First, create a transform function that defines the structure you want to extract from invoices.

curl -X POST https://api.bem.ai/v2/functions \
  -H "Content-Type: application/json" \
  -H "x-api-key: YOUR_API_KEY" \
  -d '{
    "functionName": "invoice-extractor",
    "type": "transform",
    "displayName": "Invoice Extractor",
    "outputSchemaName": "Invoice",
    "outputSchema": {
      "type": "object",
      "required": ["invoiceNumber", "vendor", "totalAmount"],
      "properties": {
        "invoiceNumber": {
          "type": "string",
          "description": "The unique invoice identifier"
        },
        "invoiceDate": {
          "type": "string",
          "description": "Date of the invoice in YYYY-MM-DD format"
        },
        "dueDate": {
          "type": "string",
          "description": "Payment due date in YYYY-MM-DD format"
        },
        "vendor": {
          "type": "object",
          "properties": {
            "name": {
              "type": "string",
              "description": "Company name of the vendor"
            },
            "address": {
              "type": "string",
              "description": "Full address of the vendor"
            }
          }
        },
        "lineItems": {
          "type": "array",
          "description": "Individual items on the invoice",
          "items": {
            "type": "object",
            "properties": {
              "description": {
                "type": "string",
                "description": "Description of the item or service"
              },
              "quantity": {
                "type": "number",
                "description": "Number of units"
              },
              "unitPrice": {
                "type": "number",
                "description": "Price per unit"
              },
              "amount": {
                "type": "number",
                "description": "Total amount for this line item"
              }
            }
          }
        },
        "subtotal": {
          "type": "number",
          "description": "Sum of all line items before tax"
        },
        "taxAmount": {
          "type": "number",
          "description": "Total tax amount"
        },
        "totalAmount": {
          "type": "number",
          "description": "Final total amount due"
        }
      }
    }
  }'

Response:

{
  "functionID": "fn_2abc123xyz",
  "functionName": "invoice-extractor",
  "displayName": "Invoice Extractor",
  "type": "transform",
  "currentVersionNum": 1
}

Step 2: Create a Workflow

Create a workflow that uses your transform function. Workflows provide a stable entry point for processing and can be extended later with additional functions.
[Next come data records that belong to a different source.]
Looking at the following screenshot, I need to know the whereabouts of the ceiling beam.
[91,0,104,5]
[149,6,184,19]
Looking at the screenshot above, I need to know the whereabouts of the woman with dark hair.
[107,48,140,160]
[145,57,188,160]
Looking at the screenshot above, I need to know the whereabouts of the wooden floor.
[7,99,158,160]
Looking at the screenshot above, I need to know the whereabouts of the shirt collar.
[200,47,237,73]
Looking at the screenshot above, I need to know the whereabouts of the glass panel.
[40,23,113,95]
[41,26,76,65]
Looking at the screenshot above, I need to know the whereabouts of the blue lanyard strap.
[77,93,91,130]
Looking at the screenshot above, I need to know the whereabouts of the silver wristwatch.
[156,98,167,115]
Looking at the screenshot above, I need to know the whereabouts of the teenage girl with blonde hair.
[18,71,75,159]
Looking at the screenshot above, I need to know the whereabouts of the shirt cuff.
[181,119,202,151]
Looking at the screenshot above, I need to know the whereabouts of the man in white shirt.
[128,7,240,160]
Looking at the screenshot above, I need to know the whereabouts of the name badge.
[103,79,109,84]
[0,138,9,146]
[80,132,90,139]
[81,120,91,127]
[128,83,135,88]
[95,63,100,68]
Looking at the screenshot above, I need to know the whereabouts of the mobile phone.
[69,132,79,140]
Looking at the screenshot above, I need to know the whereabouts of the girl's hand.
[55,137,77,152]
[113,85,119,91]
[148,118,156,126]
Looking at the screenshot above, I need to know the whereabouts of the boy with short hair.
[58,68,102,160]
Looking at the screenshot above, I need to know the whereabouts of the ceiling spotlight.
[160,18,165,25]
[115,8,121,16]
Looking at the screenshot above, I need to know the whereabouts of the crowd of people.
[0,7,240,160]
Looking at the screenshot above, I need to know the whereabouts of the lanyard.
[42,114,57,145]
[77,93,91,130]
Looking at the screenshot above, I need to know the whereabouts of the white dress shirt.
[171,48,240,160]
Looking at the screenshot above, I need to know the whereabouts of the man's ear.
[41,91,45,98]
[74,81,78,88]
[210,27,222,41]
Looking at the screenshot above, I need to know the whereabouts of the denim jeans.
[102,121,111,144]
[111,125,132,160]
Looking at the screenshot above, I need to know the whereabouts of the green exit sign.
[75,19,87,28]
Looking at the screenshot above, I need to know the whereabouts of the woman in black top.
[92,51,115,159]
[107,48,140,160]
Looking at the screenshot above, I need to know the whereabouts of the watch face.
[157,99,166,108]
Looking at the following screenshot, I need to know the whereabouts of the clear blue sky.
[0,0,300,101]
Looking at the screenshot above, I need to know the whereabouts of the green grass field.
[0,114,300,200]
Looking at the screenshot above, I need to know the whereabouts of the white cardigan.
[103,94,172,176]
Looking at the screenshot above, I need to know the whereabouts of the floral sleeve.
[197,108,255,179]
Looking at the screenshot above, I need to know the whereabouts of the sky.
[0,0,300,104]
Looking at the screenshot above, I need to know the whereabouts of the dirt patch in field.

curl -X POST https://api.bem.ai/v2/workflows \
  -H "Content-Type: application/json" \
  -H "x-api-key: YOUR_API_KEY" \
  -d '{
    "name": "invoice-processing",
    "displayName": "Invoice Processing Workflow",
    "tags": ["invoices", "financial-data"],
    "mainFunction": {
      "name": "invoice-extractor"
    }
  }'

Response:

{
  "workflow": {
    "workflowID": "w_2def456abc",
    "name": "invoice-processing",
    "displayName": "Invoice Processing Workflow",
    "currentVersionNum": 1,
    "tags": ["invoices", "financial-data"],
    "mainFunction": {
      "functionID": "f_2abc123xyz",
      "functionName": "invoice-extractor",
      "versionNum": 1
    }
  }
}

Step 3: Call the Workflow

Now you can send invoices to your workflow for processing using the Calls API. Provide your file as base64-encoded content.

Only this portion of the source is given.